A University of Zurich study, published recently in the journal Current Biology, traces the effect of heightened meaning-making back to certain important neurochemicals and receptors in the brain that are activated by the drug. The findings highlight what’s going on in the brain to create a sense of personal meaningfulness ― not only during the psychedelic experience, but also in our normal waking consciousness.
“[We now know] which receptors, neurotransmitters, and brain regions are involved when we perceive our environment as meaningful and relevant,” Dr. Katrin Preller, the study’s lead author, said in a statement.
Preller explained that in our everyday lives, attaching personal significance to things ― like songs, friends and household objects ― allows us to experience our environment as meaningful. To investigate the neurobiology underlying this phenomenon, the researchers looked to the LSD state, in which the brain goes into overdrive to find meaning in the environment.
How The Mundane Becomes Meaningful
For the experiment, 22 participants took a high dose of LSD as the researchers monitored their states of consciousness, perceptions, anxiety levels and moods using the OAV, a standard questionnaire on altered states of consciousness. This confirmed that across the board, the drug typically brought about an enhanced sense of meaningfulness.
Next, the participants were given either LSD, a placebo, or LSD with a drug called ketanserin, which blocks the ability of LSD to act on 5-HT2A serotonin receptors. The researchers wanted to isolate the activity of this particular serotonin receptor ― which is known to mediate the drug’s hallucinatory effects ― to determine whether it was also responsible for enhanced meaning-making.
After the LSD had kicked in, the participants had their brains scanned while they ranked the meaning they associated with a series of songs they had previously described as personally meaningful, neutral or without meaning.
The experiment showed that songs that were previously meaningless to the participants took on special meaning when they were tripping. However, this effect was greatly reduced when the participants took ketanserin along with LSD.
5-HT2A is thought to be the main brain receptor involved in LSD’s consciousness-bending effects. So blocking LSD from altering this receptor also blocked the drug’s effect of enhanced meaning-making, as well as other psychedelic effects. This suggests that these serotonin receptors play a key role in our ability to attribute relevance to things around us, from a song to a constellation in the sky.
“Our study shows that there is a certain network of brain regions involved in the attribution of meaning,” Preller told The Huffington Post.
The same receptor may also play a role in another common effect of LSD: the loosening of self-other boundaries and sense of oneness and interconnection.
But it’s not all positive. Imbalanced stimulation of the receptor can cause an unhealthy attribution of personal meaning to things in the environment, potentially causing paranoia and phobias. It’s likely that this occurs in schizophrenia, which can involve a feeling that people are “out to get you.”

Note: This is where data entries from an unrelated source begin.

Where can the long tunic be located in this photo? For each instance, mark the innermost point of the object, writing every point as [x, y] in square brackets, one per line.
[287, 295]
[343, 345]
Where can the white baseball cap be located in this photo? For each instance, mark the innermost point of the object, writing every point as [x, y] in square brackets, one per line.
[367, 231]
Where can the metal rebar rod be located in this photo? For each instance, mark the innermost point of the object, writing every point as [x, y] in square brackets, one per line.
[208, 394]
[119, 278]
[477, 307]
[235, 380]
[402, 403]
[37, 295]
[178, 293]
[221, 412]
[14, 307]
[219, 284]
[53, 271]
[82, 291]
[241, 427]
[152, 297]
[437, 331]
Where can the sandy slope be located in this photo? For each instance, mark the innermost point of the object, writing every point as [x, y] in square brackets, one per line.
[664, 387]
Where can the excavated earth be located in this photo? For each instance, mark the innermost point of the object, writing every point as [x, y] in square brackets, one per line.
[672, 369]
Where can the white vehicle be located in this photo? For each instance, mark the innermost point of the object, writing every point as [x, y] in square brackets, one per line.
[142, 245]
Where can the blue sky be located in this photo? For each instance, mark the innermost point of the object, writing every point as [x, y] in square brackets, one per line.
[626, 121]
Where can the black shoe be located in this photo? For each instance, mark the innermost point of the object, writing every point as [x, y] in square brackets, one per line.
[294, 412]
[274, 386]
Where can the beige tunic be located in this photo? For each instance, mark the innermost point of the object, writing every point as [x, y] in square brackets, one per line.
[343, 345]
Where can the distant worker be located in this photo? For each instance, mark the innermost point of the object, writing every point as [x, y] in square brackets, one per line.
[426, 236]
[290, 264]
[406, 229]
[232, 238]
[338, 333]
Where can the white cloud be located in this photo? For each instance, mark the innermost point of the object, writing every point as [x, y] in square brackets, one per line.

Beyond helping psychedelic enthusiasts better understand their altered states, Preller hopes that her findings will help people suffering from psychiatric disorders, who may be dealing with an imbalanced stimulation of this important receptor.
“It’s important to consider the serotonin 2A receptor as potential target for the treatment of and development of new medication for psychiatric illnesses characterized by alterations in personal relevance attribution,” she said.